Search code examples
pythonstartswith

Want to remove elements based on first character - Python


This is a program that lists all the substrings except the one that starts with vowel letters.

However, I don't understand why startswith() function doesn't work as I expected. It is not removing the substrings that start with the letter 'A'.

Here is my code:

ban = 'BANANA'

cur_pos=0
sub = []

#Finding the substrings
for i in range(len(ban)):
    limit=1
    for j in range(len(ban)):
        a = ban[cur_pos:limit]
        sub.append(a)
        limit+=1
    cur_pos+=1 
 

#removing the substrings that starts with vowels
for i in sub:
    if (i.startswith(('A','E','I','O','U'))):
        sub.remove(i)

print(sub)  

Solution

  • Why this doesn't work...

    To answer your question, the mantra for this issue is delete array elements in reverse order, which I occasionally forget and wonder whatever has gone wrong.

    Explanation

    The problem isn't with startswith() but using remove() inside this specific type of for loop, which uses an iterator rather than a range.

    for i in sub:
    

    This fails in this code for the following reason.

    ban = 'BANANA'
    
    cur_pos=0
    sub = []
    
    #Finding the substrings
    for i in range(len(ban)):
        limit=1
        for j in range(len(ban)):
            a = ban[cur_pos:limit]
            sub.append(a)
            limit+=1
        cur_pos+=1 
    
    print(sub)
    
    #removing the subtrings that start with vowels
    for i in sub:
        if (i.startswith(('A','E','I','O','U'))):
            sub.remove(i)
        print(sub)
    print(sub)
    

    I've added some print statements to assist debugging.

    Initially the array is:

    ['B', 'BA', 'BAN', 'BANA', 'BANAN', 'BANANA', '', 'A', 'AN', 'ANA', 'ANAN', 'ANANA', '', '', 'N', 'NA', 'NAN', 'NANA', '', '', '', 'A', 'AN', 'ANA', '', '', '', '', 'N', 'NA', '', '', '', '', '', 'A']
    

    ...then we eventually get to remove the first 'A', which seems to be removed fine...

    ['B', 'BA', 'BAN', 'BANA', 'BANAN', 'BANANA', '', 'AN', 'ANA', 'ANAN', ...etc...
    

    ...but there is some nastiness happening behind the scenes that shows up when we reach the next vowel...

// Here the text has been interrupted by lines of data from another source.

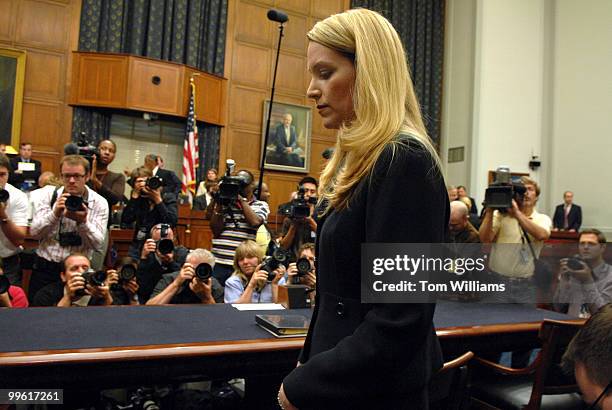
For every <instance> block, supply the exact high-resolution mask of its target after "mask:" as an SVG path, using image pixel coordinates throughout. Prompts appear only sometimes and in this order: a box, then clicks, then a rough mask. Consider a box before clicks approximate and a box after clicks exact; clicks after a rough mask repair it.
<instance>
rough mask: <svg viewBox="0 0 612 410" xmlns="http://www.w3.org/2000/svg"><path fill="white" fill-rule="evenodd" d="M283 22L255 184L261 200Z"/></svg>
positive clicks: (257, 194)
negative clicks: (255, 182) (262, 143)
mask: <svg viewBox="0 0 612 410" xmlns="http://www.w3.org/2000/svg"><path fill="white" fill-rule="evenodd" d="M284 29H285V26H284V23H280V24H279V25H278V31H279V35H278V46H277V47H276V62H275V63H274V74H273V75H272V91H271V93H270V106H269V107H268V120H267V121H266V137H265V138H264V146H263V154H262V156H261V165H260V167H259V183H258V185H257V199H259V200H261V187H262V185H263V174H264V166H265V164H266V155H267V153H268V139H269V138H270V121H271V120H272V106H273V105H274V91H275V88H276V70H277V68H278V57H279V55H280V45H281V41H282V39H283V30H284Z"/></svg>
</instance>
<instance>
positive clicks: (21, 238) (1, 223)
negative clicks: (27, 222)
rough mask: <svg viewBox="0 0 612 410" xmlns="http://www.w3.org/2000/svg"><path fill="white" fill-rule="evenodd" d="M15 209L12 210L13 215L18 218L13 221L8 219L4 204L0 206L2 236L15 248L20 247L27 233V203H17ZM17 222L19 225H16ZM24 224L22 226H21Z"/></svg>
mask: <svg viewBox="0 0 612 410" xmlns="http://www.w3.org/2000/svg"><path fill="white" fill-rule="evenodd" d="M16 205H17V206H18V207H17V209H14V210H13V215H16V216H18V219H16V220H15V221H14V220H12V219H9V216H8V214H7V213H6V204H5V203H3V204H0V221H1V222H0V229H2V232H4V236H6V239H8V240H9V241H11V243H12V244H13V245H15V246H20V245H22V244H23V242H24V239H25V236H26V232H27V229H28V228H27V226H25V225H26V224H27V216H26V215H27V202H23V203H21V202H18V203H17V204H16ZM15 222H18V223H19V225H17V223H15ZM21 224H24V226H21Z"/></svg>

    ['B', 'BA', 'BAN', 'BANA', 'BANAN', 'BANANA', '', 'AN', 'ANAN', 
    

    Notice that 'ANA' was removed, not the expected 'AN'!

    Why?

    Because the remove() modified the array and shifted all the elements along by one position, but the for loop index behind the scenes does not know about this. The index is still pointing to the next element which it expects is 'AN' but because we moved all the elements by one position it is actually pointing to the 'ANA' element.

    Fixing the problem

    One way is to append vowel matches to a new empty array:

    ban = 'BANANA'
    
    cur_pos=0
    sub = []
    add = []
    
    #Finding the subtrings
    for i in range(len(ban)):
        limit=1
        for j in range(len(ban)):
            a = ban[cur_pos:limit]
            sub.append(a)
            limit+=1
        cur_pos+=1 
    
    #adding the subtrings that don't start with vowels
    for i in sub:
        if (not i.startswith(('A','E','I','O','U'))):
            add.append(i)
    print(add)
    

    Another way

    There is, however a simple way to modifying the original array, as you wanted, and that's to iterate through the array in reverse order using an index-based for loop.

    The important part here is that you are not modifying any of the array elements that you are processing, only the parts that you are finished with, so that when you remove an element from the array, the array index won't point to the wrong element. This is common and acceptable practice, so long as you understand and make clear what you're doing.

    ban = 'BANANA'
    
    cur_pos=0
    sub = []
    
    #Finding the subtrings
    for i in range(len(ban)):
        limit=1
        for j in range(len(ban)):
            a = ban[cur_pos:limit]
            sub.append(a)
            limit+=1
        cur_pos+=1 
    
    #removing the badtrings that start with vowels, in reverse index order
    start = len(sub)-1  # last element index, less one (zero-based array indexing)
    stopAt = -1 # first element index, less one (zero-based array indexing)
    step = -1 # step backwards
    for index in range(start,stopAt,step):  # count backwards from last element to the first
        i = sub[index]
        if (i.startswith(('A','E','I','O','U'))):
            print('#'+str(index)+' = '+i)
            del sub[index]
    print(sub)
    

    For more details, see the official page on for https://docs.python.org/3/reference/compound_stmts.html#index-6

    Aside: This is my favourite array problem.

    Edit: I just got bitten by this in Javascript, while removing DOM nodes.